Building an engaged workforce starts with an engaged leadership who make engagement an expected way of life through their actions and behaviours. They become the beacons who set the tone for the rest of the organisation.
The next step lies in developing a compelling employee value proposition and growing talent. At its core, this requires spelling out what is expected of each employee and what they can expect in return, including how exemplary performance will be rewarded. Talent development should be integral to an organisation, thereby guiding staff that have a career plan that they can see, keeping them engaged.
Once the leaders are engaged and all employees understand the value proposition of their jobs, to thrive in a distributed work environment, businesses must ensure they have the right resources and processes in place. Going back to the research on engaged and disengaged staff, 36% of employees who said they did not feel enabled to complete their tasks fell into the actively disengaged segment.
To complicate matters, within the segment of employees who did not feel enabled, about a third were engaged. This is a dangerous statistic because the combination of disempowered while remaining engaged can lead to burnout and frustration. When this boils over, they will become disengaged.
Companies should conduct surveys to measure engagement levels at all levels of their organisations at regular intervals and implement interventions timeously, including steps to enable employees.
As we know from experience, working from home is far more than “just” conducting a Zoom call. There is a hierarchy of needs that must be in place for effective remote working, starting with the most essential.
The foundation is fibre. The data and real-time audio-visual requirements of the modern workday mean that a fibre line is an absolute essential.
The step above this is Wi-Fi, which is an extension of fibre. As more devices are added, there are more risks of critical functions being interrupted, which necessitates a robust router.
Living in South Africa, we all understand that load shedding can happen at a few hours’ notice, and so an uninterrupted power supply (UPS) system that covers the basics, such as the router and a few switches is essential to doing business.
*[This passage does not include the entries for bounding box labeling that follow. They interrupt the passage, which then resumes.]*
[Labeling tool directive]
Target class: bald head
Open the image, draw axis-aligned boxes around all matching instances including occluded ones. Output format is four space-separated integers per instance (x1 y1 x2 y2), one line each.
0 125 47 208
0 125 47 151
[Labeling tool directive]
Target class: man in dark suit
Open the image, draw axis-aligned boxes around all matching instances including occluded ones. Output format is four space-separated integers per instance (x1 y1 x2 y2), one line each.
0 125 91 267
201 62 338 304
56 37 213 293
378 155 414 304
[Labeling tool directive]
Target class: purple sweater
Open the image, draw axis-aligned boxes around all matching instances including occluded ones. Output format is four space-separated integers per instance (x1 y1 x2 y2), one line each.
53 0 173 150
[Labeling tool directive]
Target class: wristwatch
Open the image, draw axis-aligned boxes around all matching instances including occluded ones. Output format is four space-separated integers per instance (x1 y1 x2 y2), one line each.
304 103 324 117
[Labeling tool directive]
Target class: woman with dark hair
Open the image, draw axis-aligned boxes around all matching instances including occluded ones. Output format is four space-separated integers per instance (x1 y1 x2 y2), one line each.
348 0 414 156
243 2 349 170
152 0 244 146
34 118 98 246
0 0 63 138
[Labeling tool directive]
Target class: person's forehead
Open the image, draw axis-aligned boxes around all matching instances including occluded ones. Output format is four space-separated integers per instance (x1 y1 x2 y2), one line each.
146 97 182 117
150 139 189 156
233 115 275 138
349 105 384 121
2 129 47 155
Once these are in place, the company needs to look at collaboration tools such as Office 365 that enable conferencing, voice calls, file sharing and more. A distributed workforce is a golden opportunity for cybercriminals to exploit more weak entry points into an organisation. Shifting to the cloud and employing hybrid cloud models is here to stay. It needs to be secured.
Collaboration tools come with built-in security, but companies would do well to invest in a firewall. The last thing a business needs is for an employee to open a back door to a cyberattack.
The next step in enablement lies in the hardware – laptops, printers, speakers and cameras, among others, depending on the nature of the work. Because the new normal and its implications for remote working continues to evolve, many companies are handling rentals of these essentials as operational expenses as opposed to capital expenses.
While work will never be the same again, the shape it settles into will be dependent on how the pandemic moulds our world over the next few months. What we can be certain about is that we do not need to forego an engaged workforce as we navigate these unchartered waters.